Bukan main kagetnya hati Hui Kauw mendengar penjelasan ini. "Wah... celaka... aku bahkan menendangnya dua kali! Dan kau... ketika rebah di kamar itu, kulihat mukamu berbedak langes hitam dan rambutrnu penuh pupur, sekelebatan kau seperti seorang kakek lagi berbaring... wah kau betul Kun Hong! Tentu Yo-twaso sudah sengaja menaruh semua itu agar kau disangka seorang tua untuk mengelabui mata The Sun. Celaka, ahhh... alangkah bodohku... Kun Hong, kau maafkan kebodohanku..." Hui Kauw benar-benar merasa menyesal sekali atas kesembronoannya telah menuduh yang bukan-bukan kepada seorang wanita yang demikian berbudi.

Kun Hong memegang lengan Hui Kauw. "Hui Kauw, hayo antar aku ke sana, sekarang juga. Selain aku harus menghaturkan rasa terima kasihku, juga aku merasa khawatir akan keselamatan Yo-twaso dan A Wan, anaknya. Lagi pula, aku harus mengambil kembali tongkatku dan mahkota itu sebelum terjatuh ke tangan The Sun dan kawan-kawannya."

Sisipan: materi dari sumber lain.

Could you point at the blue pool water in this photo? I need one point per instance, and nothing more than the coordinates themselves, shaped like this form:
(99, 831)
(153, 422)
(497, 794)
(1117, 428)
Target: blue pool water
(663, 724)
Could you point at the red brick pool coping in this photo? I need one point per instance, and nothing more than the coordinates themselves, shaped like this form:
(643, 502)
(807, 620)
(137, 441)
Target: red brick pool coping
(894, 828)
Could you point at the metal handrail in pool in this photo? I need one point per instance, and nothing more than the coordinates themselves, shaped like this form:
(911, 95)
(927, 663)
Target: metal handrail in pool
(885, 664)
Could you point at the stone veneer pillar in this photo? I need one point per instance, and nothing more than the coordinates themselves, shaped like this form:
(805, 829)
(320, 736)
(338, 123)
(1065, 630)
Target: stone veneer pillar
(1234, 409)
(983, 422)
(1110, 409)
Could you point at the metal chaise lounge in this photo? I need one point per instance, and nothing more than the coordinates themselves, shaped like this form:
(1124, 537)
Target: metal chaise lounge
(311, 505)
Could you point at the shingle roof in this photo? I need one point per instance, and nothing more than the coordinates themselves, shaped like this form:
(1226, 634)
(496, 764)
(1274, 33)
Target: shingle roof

Karena merasa sangat menyesal akan perbuatannya terhadap janda muda itu maka Hui Kauw tak berani membantah lagi. Segera digandengnya tangan Kun Hong dan dibawanya Pendekar Buta itu melesat keluar melalui jendela, terus meloncat naik ke atas genteng dan dua orang itu mempergunakan ginkang mereka berloncatan dari genteng ke genteng, cepat laksana bayangan hantu di malam gelap.

Waktu itu tengah malam sudah jauh terlewat, malah hari sudah hampir pagi. Ayam-ayam jantan sudah mulai berkokok dan sungguh pun belum kelihatan orang-orang keluar dari rumah masing-masing, tetapi kegelapan malam sudah mulai melepaskan dunia dari pada cengkramannya yang memabukkan.

Dapat dibayangkan betapa kaget hati Kun Hong dan Hui Kauw ketika mereka meloncat turun ke halaman rumah kecil janda Yo, mereka mendengar suara tangis seorang anak kecil yang menggerung-gerung penuh kedukaan.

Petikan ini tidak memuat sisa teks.